Capture data from multi-part machines

Viam machines can be split across multiple computers. When that happens, data capture behaves differently depending on whether the additional computer is a sub-part or a remote part. Understanding which pattern you have is the key to configuring capture correctly.

Terminology

  • Sub-part: an additional part of the same machine. Each sub-part runs its own viam-server with its own configuration and its own filesystem.
  • Remote part: a part of a different machine that yours accesses over the network. A remote part is itself a separate machine in the Viam app.

How capture differs

Sub-partRemote part
Data manager lives onThe sub-part itselfThe main part
.capture files are written toThe sub-part’s filesystemThe main part’s filesystem
Sync uploads fromThe sub-partThe main part
Where you configure captureThe sub-part’s section of the machine configThe main machine’s config
Captured metadata part_id is set toThe sub-part’s part_idThe main part’s part_id

All captured data from a multi-part machine shares the same robot_id (machine UUID), so you can query across all parts of one multi-part machine in a single SQL or MQL query. Data from a remote part that belongs to a different machine has a different robot_id.

Sub-parts

Each sub-part is an independent viam-server instance with its own configuration and dependency graph.

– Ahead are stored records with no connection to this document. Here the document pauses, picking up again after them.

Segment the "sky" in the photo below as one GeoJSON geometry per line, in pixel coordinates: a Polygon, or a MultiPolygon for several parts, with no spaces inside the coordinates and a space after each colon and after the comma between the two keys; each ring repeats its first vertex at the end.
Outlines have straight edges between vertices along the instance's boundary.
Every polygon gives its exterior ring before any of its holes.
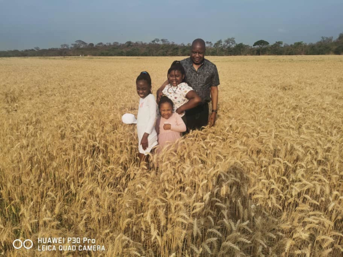
{"type": "Polygon", "coordinates": [[[0,0],[0,50],[201,38],[315,43],[343,33],[342,0],[0,0]]]}

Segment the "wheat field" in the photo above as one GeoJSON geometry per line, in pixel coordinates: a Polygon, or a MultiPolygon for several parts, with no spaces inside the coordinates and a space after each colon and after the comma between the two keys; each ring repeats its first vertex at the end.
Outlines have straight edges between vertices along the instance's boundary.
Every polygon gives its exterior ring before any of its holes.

The main part’s data manager cannot reach into a sub-part to capture its resources; the sub-part needs its own data manager service.

Configure data capture on a sub-part

  1. In the Viam app, navigate to the sub-part’s section of your machine’s CONFIGURE tab.
  2. Find the component on the sub-part that you want to capture from.
  3. Click the Data Capture button on the component.
  4. If you see a “Data management service missing” banner, click Create data management service, click Save, navigate back to the component, and click the Data Capture button again.
  5. Select the capture method and frequency as you would for a local component.
  6. Click Save.

The sub-part’s viam-server writes .capture files to its own local capture directory and syncs them to the cloud from there. In the DATA tab, the rows appear under the main machine, but the captured metadata carries the sub-part’s part_id.

Remote parts

Remote parts appear in the main part’s dependency graph, and the main part’s data manager can be configured to capture from them exactly like local resources. All capture and sync happens on the main part’s host.

1. Add the remote part to your main machine

  1. In the Viam app, navigate to your main machine’s CONFIGURE tab.
  2. Click the + button next to the main part’s name.
  3. Select Remote part.
  4. Select the machine and part you want to add as a remote. The Viam app lists parts you have access to.
  5. Click Save.

The main machine can now access all components on the remote part. You can verify this on the CONTROL tab, where the remote’s components appear under the remote’s section.

For more details on remote part configuration, including authentication and manual JSON, see the Viam app’s CONFIGURE tab for your machine.

2. Configure data capture on the remote’s components

Once the remote part is added, its components appear on the main machine’s CONFIGURE tab under the remote’s section. Configure data capture through the main machine’s config, not through the remote machine’s config:

  1. Find the remote component in the main machine’s CONFIGURE tab.
  2. Click the Data Capture button on the component.
  3. Select the capture method (for example, GetImages for a camera, Readings for a sensor).
  4. Set the capture frequency.
  5. Click Save.

The main part captures and syncs the remote’s data. Files are written to the main part’s capture directory and uploaded to the cloud from there.

3. Verify data is being captured

Wait 30 seconds to a minute, then:

  1. Click the DATA tab in the Viam app.
  2. Filter by the main machine’s name.
  3. For cameras, captured images appear under Images. For sensors, click Sensors to see the latest reading per resource.
  4. The captured component_name matches the name the component has on the remote part.

If no data appears, check:

  • The remote part is online and reachable from the main part (verify on the CONTROL tab).
  • The data management service on the main part has capture and sync enabled.
  • The capture method is configured on the remote component in the main machine’s config, not the remote machine’s config.

Example: capture camera images from a remote Pi

Your main machine runs an arm for pick-and-place operations. A Raspberry Pi at a different location has a camera monitoring the workspace and is registered as its own Viam machine. You want to capture images from the Pi’s camera through the main arm machine so all data flows through one capture pipeline.

  1. Configure the Pi as its own Viam machine with a webcam component.
  2. On your main arm machine, add the Pi’s machine part as a remote part (see Add the remote part).
  3. On the main machine’s CONFIGURE tab, find the Pi’s workspace-cam component under the remote part section.
  4. Add data capture on workspace-cam with method GetImages at 0.5 Hz (one image every 2 seconds).
  5. Click Save.

The main machine captures images from the Pi’s camera and syncs them to the cloud alongside any data captured from its own local components. The Pi itself does not need a data management service for this flow.